General_Electric = np.array([34.82254735597956,...,195.5150518056073])

General_Motors = np.array([208.2453286635445,...,1364.599470457204])

US_Steel = np.array([247.5131792455174,3...,566.277048536767])

Westinghouse = np.array([12.27690563625844,...,77.5688631853628])
--------------------------------

We can also combine these two, named list aa and data frame f and save them at the same time

R2nparray(c(aa, f), fname="temp5.py")

The resulting python module contains the merged content

>>> import temp5
>>> dir(temp5)
['Chrysler', 'General_Electric', 'General_Motors', 'US_Steel',
'Westinghouse', '__builtins__', '__doc__', '__file__', '__name__',
'__package__', 'covparams', 'np', 'rank']
>>> temp5.covparams.shape
(15, 15)

Save all - cat_items

a new version that saves everything that is not blacklisted, but currently mainly numerical types are useful. (TODO:not committed to statsmodels/tools yet, and no name cleaning):

> cat_items(SUR, prefix="sur.", blacklist=c("eq", "control"))
sur.call = '''systemfit(formula = formula, method = "SUR", data = panel)'''
sur.coefficients = np.array([0.9979991848420328,...,0.0429020916196108]).reshape(15,1, order='F')

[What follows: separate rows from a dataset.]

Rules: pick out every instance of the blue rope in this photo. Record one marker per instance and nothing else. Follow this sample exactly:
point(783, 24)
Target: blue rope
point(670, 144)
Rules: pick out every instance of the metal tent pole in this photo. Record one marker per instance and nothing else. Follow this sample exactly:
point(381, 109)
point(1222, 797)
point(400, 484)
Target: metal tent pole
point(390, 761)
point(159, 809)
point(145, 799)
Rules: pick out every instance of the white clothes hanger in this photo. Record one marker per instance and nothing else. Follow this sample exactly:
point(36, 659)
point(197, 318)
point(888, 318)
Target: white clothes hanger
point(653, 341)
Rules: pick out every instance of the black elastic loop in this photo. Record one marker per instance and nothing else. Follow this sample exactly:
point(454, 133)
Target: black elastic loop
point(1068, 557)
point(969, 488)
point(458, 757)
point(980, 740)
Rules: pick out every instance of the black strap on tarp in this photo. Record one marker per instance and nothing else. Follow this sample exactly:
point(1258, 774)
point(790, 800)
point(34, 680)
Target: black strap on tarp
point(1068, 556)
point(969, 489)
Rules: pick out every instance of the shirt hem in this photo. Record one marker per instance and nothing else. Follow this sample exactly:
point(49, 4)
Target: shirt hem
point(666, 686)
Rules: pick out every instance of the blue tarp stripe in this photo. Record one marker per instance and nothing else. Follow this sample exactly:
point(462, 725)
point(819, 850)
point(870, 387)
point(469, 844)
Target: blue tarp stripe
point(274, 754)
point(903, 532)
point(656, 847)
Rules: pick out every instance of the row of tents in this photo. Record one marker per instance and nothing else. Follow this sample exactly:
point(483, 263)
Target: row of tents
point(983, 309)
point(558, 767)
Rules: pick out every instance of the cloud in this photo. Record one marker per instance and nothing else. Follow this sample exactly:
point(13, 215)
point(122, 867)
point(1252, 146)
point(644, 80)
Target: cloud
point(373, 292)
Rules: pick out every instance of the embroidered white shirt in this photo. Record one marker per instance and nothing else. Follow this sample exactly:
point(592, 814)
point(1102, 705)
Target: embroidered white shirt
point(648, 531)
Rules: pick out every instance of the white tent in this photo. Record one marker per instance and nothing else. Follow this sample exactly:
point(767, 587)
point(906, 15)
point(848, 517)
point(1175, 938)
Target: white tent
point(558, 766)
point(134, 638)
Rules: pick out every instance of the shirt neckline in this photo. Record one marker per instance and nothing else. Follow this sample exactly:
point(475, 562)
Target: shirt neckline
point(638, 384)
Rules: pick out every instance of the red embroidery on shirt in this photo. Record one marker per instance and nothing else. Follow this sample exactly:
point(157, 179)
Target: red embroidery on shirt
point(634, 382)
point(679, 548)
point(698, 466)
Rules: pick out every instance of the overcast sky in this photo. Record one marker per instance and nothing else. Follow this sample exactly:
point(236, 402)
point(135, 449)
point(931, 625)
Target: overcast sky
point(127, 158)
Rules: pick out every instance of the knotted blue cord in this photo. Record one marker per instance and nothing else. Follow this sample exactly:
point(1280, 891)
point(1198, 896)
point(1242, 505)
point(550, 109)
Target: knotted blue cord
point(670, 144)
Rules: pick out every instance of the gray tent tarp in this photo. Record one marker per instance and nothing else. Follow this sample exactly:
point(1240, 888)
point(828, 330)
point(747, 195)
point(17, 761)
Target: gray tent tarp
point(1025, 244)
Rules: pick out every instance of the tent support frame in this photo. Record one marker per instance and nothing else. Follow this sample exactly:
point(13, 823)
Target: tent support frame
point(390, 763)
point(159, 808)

sur.coefCov = np.array([157.3943509170185,...,0.002035467551712387]).reshape(15,15, order='F')


sur.residCovEst = np.array([176.3202565715889,...,104.3078782568039]).reshape(5,5, order='F')


sur.residCov = np.array([180.2786473970981,...,111.6549965340746]).reshape(5,5, order='F')


sur.method = SUR
sur.rank = 15
sur.df.residual = 85
sur.iter = 1
sur.panelLike = '''TRUE'''

Redirecting output to file - sink

Our helper functions use cat to write the output. cat print the strings to the standard output. The output can be redirected to a file using sink, for example

fname = "tmp_sur.py"
append = TRUE

sink(file=fname, append=append)
mkarray(SUR$coefficients, "params")
mkarray(SUR$coefCov, "cov_params")
mkarray(SUR$residCovEst, "resid_cov_est")
mkarray(SUR$residCov, "resid_cov")
mkarray(SUR$df.residual, "df_resid")
sink()

sink() clears the redirecting of the output. When there is an exception in the code, then sink() is not called and the interpreter shell doesn't print any output anymore. Typing sink() once or several times will bring the standard output back to the shell.